Modern directors of Shakespeare don’t worry as much as they ought to about the Giggle Zone — a phenomenon in which adolescent audience members (the bread and butter of most companies producing Shakespeare) find a vulgar echo in some otherwise harmless word or phrase, resulting in transgressive giggles from the students, and chastising shushes from their chaperones. It is not the same effect as when Shakespeare actually intends a vulgar gag, because I’d argue that students are smart enough to know when they are being given license to laugh at something juvenile, as opposed to claiming a laugh at the expense of the play’s meaning. Are you laughing with Shakespeare, or at him? Are you giving the script your respect — well played, Shakespeare — or are you dissing it?

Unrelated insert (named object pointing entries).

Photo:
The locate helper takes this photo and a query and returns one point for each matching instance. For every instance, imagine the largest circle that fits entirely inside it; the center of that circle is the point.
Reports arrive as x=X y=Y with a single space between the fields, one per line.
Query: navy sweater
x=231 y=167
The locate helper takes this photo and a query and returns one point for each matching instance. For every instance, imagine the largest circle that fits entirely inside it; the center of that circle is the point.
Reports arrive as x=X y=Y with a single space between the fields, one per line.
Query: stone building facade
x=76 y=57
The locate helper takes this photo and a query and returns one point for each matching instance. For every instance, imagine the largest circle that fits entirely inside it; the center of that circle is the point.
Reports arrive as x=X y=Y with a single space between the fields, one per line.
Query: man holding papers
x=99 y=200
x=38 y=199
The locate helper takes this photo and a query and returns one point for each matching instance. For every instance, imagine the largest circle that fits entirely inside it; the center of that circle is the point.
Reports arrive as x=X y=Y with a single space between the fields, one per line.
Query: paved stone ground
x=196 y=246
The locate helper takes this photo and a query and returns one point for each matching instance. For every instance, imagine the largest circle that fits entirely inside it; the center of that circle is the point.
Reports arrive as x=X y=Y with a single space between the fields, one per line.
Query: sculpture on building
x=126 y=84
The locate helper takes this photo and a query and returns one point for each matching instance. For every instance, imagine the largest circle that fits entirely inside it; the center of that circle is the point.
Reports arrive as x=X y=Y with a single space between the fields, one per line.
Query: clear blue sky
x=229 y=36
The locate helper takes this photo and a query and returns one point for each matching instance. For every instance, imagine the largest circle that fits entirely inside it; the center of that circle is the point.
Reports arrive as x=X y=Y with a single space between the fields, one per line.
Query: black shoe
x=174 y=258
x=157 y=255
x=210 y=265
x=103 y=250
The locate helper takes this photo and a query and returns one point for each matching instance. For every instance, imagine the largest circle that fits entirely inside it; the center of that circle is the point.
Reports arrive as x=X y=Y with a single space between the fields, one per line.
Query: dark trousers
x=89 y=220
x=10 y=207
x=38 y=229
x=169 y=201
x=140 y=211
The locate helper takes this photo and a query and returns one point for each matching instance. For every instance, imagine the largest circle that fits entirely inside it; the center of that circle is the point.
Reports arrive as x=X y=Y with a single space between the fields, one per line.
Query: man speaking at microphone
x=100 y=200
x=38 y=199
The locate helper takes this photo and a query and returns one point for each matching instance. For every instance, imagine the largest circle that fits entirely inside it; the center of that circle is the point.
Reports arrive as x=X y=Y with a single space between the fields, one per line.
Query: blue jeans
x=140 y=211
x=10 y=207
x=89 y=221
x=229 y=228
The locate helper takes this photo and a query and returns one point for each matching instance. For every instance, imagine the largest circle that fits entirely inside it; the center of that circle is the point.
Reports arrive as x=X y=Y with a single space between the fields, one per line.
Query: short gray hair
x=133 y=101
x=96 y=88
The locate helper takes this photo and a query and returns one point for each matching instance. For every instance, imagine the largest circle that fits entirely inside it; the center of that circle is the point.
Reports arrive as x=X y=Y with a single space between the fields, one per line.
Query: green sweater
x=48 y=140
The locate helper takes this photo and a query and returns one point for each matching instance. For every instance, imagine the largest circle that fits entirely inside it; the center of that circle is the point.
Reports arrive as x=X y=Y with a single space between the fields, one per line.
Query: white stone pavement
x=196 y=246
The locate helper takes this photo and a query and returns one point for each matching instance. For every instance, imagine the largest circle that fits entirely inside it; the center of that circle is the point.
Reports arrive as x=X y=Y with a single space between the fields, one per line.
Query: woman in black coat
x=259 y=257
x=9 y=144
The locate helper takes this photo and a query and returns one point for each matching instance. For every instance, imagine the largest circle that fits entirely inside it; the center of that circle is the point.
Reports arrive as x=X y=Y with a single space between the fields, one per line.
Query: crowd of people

Unfortunately, some of these Giggle Zone lines come at the worst possible moments, utterly dissolving any dramatic tension that a scene has rightly earned. My personal unfavourite comes in the final scene of Othello, when Lodovico sees the “tragic loading of this bed” — ie. the bodies of Desdemona and Emilia, momentarily joined by Othello himself, who has just impaled himself. His utterance is only three words long: “O bloody period!” It literally means, “what a horrific end to this story!” but good luck sneaking it past an audience of teenagers without an explosion of laughter. I’ve directed Othello twice, and cut the line both times.
Horatio’s line is not so crucially situated, but it’s still going to provoke the Giggle Zone if it sounds like the actor is talking about his backside. It would be relatively easy to cut it, except I think it’s an important statement of Horatio’s skepticism, precisely because it is so plainspoken. There is no way for an audience to misinterpret his meaning or his attitude — unless, of course, they cannot hear the words because they’re laughing too hard.
An easy fix, though: either coach the actor to pronounce the two “tushes” so that they do not evoke potty humour, or else change “tush” to “tsk,” or some other non-verbal sound that indicates disbelief.